見えたのは銀のハンマー。そして彼、マックスウェルズであった。想像より禍々しい姿に健司は絶句する。


マックスウェルズが角を曲がった途端に健司は飛び出し、2階に向かう。なんとかエントランスまで来た。あとは階段を登るのみ。


古時計が大きな音を立てた。午前3時を伝える音だ。すると音に反応し、マックスウェルズがこちらに向かう。まさに絶体絶命である。


健司(終わった…もうどうにでもなってしまえ)


健司は勢いよく階段を駆け上がった。そして大きく口を開く。


健司「全員外へ出て!!マックスウェルズがいる!!!」


健司はビリーの元へ走った。マックスウェルズは片足を引きずり、低速ながらも健司を追っている。


健司「ビリー!こっから出られる?」


ビリー「風呂場の窓からならいけるけど狭いぞ」


健司「やるしかねぇ!」


健司とビリーは風呂場へ向かい、窓を確認した。急いで鍵をかけ、窓から出られるか試行錯誤している。


マックスウェルズ「出てきなさい。どこにいるのかわかっているぞ」


窓を限界まで開け、健司が上半身を外に出す。ビリーは見守ることしかできない。マックスウェルズはドアノブを捻った。鍵がかかっていることを確認すると、ハンマーを持ち上げる。

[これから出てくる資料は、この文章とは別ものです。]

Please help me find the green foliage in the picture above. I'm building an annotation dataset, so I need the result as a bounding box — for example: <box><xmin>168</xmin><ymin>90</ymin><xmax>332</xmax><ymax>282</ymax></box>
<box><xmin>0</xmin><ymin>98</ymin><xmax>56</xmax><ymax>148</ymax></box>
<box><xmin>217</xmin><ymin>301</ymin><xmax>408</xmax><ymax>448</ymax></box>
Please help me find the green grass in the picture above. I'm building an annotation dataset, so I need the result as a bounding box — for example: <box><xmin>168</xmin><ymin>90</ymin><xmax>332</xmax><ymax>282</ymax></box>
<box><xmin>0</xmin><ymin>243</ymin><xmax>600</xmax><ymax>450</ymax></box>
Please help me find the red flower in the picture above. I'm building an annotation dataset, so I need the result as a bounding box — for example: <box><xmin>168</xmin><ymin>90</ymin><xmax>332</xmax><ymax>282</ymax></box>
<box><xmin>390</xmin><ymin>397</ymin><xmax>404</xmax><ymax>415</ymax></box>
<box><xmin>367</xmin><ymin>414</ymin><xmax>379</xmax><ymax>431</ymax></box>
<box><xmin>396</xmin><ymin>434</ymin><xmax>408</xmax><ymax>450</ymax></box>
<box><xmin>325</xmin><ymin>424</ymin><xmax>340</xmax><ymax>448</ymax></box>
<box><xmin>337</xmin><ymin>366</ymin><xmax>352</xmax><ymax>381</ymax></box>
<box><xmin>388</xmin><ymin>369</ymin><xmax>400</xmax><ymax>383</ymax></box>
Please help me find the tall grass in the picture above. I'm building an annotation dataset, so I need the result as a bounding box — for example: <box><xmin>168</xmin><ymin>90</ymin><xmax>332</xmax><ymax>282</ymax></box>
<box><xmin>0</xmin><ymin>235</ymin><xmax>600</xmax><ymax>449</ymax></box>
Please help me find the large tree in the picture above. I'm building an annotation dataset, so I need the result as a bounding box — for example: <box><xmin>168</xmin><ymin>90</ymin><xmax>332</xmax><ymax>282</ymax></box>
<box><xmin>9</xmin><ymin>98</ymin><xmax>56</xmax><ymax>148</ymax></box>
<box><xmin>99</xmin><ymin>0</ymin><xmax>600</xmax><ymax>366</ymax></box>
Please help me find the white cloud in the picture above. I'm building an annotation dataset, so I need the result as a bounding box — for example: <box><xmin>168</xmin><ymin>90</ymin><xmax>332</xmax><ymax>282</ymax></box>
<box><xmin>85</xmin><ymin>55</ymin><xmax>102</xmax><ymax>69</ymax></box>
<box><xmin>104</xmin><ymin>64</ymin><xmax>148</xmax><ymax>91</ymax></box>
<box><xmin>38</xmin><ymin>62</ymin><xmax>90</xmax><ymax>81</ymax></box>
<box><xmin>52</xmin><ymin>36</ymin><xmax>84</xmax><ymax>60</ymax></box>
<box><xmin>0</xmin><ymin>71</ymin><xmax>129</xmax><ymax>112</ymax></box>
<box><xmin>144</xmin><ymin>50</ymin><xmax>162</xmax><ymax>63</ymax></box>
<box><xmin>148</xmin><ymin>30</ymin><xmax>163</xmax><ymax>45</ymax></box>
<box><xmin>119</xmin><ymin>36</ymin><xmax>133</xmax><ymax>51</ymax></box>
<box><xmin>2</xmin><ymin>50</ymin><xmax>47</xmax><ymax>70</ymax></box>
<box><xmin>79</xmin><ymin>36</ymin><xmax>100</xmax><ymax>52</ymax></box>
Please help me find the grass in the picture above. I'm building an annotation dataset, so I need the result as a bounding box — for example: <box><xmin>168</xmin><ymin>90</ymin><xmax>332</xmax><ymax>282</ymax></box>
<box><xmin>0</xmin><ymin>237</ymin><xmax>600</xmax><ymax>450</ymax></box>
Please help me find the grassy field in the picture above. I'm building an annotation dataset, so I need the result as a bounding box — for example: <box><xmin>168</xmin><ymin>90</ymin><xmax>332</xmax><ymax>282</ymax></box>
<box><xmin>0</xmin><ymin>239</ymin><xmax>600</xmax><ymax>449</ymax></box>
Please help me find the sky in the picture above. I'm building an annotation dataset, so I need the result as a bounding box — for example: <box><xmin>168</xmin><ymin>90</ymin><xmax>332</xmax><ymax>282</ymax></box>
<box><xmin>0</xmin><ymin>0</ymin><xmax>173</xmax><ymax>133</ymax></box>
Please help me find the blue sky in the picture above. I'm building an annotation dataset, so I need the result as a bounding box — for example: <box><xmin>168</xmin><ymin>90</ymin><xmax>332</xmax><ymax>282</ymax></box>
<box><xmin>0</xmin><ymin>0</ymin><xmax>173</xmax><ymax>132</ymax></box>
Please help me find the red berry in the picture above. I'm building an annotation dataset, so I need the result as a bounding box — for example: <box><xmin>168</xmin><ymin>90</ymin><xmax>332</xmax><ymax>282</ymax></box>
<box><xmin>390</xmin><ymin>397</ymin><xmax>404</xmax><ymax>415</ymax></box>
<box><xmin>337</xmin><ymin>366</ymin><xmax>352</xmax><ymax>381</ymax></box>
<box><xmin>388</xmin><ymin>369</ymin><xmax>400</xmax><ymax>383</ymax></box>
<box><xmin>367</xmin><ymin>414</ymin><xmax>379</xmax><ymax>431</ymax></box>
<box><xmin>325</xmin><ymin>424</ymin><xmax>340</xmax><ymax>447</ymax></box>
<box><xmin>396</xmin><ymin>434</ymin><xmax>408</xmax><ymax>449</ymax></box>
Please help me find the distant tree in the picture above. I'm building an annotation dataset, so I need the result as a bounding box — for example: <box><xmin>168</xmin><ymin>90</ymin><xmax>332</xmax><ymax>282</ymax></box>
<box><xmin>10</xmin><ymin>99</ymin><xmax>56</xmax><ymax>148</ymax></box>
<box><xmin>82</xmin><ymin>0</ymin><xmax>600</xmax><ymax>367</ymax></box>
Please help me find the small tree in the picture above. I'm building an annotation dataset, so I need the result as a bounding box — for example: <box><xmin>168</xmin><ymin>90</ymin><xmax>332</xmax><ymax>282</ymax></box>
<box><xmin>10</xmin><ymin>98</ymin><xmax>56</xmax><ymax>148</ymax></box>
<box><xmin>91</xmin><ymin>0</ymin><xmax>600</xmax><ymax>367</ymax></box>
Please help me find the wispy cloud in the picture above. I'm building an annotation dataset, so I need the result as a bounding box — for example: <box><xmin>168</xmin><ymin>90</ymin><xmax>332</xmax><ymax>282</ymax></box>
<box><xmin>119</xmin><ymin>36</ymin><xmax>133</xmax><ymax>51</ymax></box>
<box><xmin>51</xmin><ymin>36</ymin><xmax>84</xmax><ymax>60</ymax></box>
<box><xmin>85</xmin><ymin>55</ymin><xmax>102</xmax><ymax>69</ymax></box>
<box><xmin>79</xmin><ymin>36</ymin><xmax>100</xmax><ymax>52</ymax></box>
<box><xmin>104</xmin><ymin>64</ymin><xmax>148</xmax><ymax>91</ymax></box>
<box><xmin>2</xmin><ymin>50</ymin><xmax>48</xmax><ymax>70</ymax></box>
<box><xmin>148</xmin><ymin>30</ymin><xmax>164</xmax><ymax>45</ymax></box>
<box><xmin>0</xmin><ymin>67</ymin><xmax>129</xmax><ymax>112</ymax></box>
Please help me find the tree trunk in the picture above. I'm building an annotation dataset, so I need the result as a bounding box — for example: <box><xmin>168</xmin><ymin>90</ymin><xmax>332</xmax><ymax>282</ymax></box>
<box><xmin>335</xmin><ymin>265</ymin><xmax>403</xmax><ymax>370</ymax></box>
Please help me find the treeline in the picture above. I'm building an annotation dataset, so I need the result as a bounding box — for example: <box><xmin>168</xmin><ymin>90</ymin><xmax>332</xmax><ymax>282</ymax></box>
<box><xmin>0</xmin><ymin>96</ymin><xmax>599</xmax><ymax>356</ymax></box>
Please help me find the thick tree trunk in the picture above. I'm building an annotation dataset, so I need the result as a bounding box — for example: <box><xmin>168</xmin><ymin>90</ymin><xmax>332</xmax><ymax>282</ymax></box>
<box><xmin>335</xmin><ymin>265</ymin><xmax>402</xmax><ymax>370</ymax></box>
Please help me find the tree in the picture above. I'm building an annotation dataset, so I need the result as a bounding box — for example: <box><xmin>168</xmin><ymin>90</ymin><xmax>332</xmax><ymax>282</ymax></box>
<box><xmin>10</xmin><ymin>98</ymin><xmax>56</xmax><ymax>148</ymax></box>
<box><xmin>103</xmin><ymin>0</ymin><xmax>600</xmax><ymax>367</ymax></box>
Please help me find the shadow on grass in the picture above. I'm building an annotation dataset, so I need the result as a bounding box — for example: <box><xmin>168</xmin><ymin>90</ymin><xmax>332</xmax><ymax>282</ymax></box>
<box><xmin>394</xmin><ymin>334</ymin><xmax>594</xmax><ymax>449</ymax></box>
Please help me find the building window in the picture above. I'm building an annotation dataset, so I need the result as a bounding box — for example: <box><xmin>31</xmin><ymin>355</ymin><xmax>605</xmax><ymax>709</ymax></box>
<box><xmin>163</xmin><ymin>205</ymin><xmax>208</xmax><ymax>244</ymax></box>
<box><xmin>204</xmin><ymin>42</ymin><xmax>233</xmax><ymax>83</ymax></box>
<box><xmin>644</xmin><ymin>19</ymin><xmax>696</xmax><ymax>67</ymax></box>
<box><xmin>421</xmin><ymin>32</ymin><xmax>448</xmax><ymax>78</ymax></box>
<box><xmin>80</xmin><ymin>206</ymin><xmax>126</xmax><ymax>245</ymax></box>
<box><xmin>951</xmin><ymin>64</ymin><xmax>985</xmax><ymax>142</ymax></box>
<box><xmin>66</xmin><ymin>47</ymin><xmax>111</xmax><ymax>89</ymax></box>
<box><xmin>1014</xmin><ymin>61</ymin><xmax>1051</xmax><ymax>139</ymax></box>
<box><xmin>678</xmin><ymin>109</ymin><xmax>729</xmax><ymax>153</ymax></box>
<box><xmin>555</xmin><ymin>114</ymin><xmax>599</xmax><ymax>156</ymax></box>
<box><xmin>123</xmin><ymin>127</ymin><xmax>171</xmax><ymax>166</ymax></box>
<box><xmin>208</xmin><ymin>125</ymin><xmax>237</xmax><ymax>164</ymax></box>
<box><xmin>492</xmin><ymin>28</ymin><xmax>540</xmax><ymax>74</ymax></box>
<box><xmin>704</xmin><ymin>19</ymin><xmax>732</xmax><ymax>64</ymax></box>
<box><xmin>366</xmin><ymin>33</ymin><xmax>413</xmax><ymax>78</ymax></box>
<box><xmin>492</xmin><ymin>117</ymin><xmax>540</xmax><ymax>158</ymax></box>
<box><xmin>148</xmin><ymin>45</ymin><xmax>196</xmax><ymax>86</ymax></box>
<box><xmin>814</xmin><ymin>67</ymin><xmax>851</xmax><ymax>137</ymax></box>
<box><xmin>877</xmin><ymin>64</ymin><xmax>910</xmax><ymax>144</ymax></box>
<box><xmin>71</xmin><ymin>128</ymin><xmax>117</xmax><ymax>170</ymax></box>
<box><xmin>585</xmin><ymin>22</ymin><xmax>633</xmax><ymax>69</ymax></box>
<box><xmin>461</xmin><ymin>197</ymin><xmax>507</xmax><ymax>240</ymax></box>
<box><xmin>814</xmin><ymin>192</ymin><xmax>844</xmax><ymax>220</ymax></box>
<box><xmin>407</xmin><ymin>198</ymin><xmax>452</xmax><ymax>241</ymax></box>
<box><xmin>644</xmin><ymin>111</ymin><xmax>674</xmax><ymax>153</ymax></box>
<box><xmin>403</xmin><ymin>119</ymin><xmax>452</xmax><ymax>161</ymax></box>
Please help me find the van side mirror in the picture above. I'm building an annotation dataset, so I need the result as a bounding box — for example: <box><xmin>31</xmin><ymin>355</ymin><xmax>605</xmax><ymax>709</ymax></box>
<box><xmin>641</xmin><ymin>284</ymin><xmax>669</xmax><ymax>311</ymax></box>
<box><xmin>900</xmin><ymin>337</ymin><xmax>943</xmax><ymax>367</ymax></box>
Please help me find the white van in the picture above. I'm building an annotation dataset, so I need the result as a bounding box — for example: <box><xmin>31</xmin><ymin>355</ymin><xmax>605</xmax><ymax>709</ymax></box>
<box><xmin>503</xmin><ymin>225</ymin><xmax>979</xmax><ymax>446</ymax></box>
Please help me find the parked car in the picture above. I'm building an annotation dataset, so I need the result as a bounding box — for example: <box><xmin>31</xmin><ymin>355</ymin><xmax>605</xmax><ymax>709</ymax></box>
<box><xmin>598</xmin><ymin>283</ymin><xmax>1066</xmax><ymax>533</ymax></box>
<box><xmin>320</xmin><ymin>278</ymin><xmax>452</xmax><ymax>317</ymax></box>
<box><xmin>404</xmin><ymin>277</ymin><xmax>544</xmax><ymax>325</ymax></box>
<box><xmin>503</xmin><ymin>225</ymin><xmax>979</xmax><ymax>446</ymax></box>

マックスウェルズ「小豚さんよ?家の中を開けておくれよ?開けてくれないのなら息を吹きかけて、家ごと吹き飛ばすぞ!」


ドン、ドン


扉から何か叩く音が聞こえる。拳でも体当たりでもない。それよりも硬い何か。


健司「ビリー、今までありがとう忘れないよ」


健司は短剣を置き、窓から出ていった。


ビリー「おい待て!!どうしろと言うんだよ!!」


ドン、ドン、ドン


少し扉が壊れてきた。メリメリと音を立て、やがて縦長の穴が空いた。マックスウェルズの顔が見える。ビリーは短剣を持ち、端に座り込んだ。ビリーはひたすら泣き叫んでいる。


マックスウェルズはその穴に顔を顔を覗かせた。


マックスウェルズ「Here's Johnny!」


ビリーは恐怖で人生1と言っていいほど叫んだ。マックスウェルズが風呂場側のドアノブを掴み、開けようとしたとき、ビリーが短剣でマックスウェルズの手を切った。マックスウェルズは痛みで叫んだ。その隙にビリーは窓から出ようとするが体がでか過ぎる為、入りすらしなかった。仕方なく大剣で壁ごと壊して外へ逃げた。


健司「流石に壊すのはアレじゃない?」


ビリー「うっせぇな!!こっちは命かかってんだよ!」


外にはもう全員避難していた。マックスウェルズに備え、全員武器を構えている。マックスウェルズはビリーが避難した後、どこかへと消えた。


ヘルター「ジュリア!お前の出番だ!」


ジュリア「…“アイウィル”」


ジュリアは目をつぶり、片膝をつき、地面に手を置く。その姿はまるで祈りのようでもあった。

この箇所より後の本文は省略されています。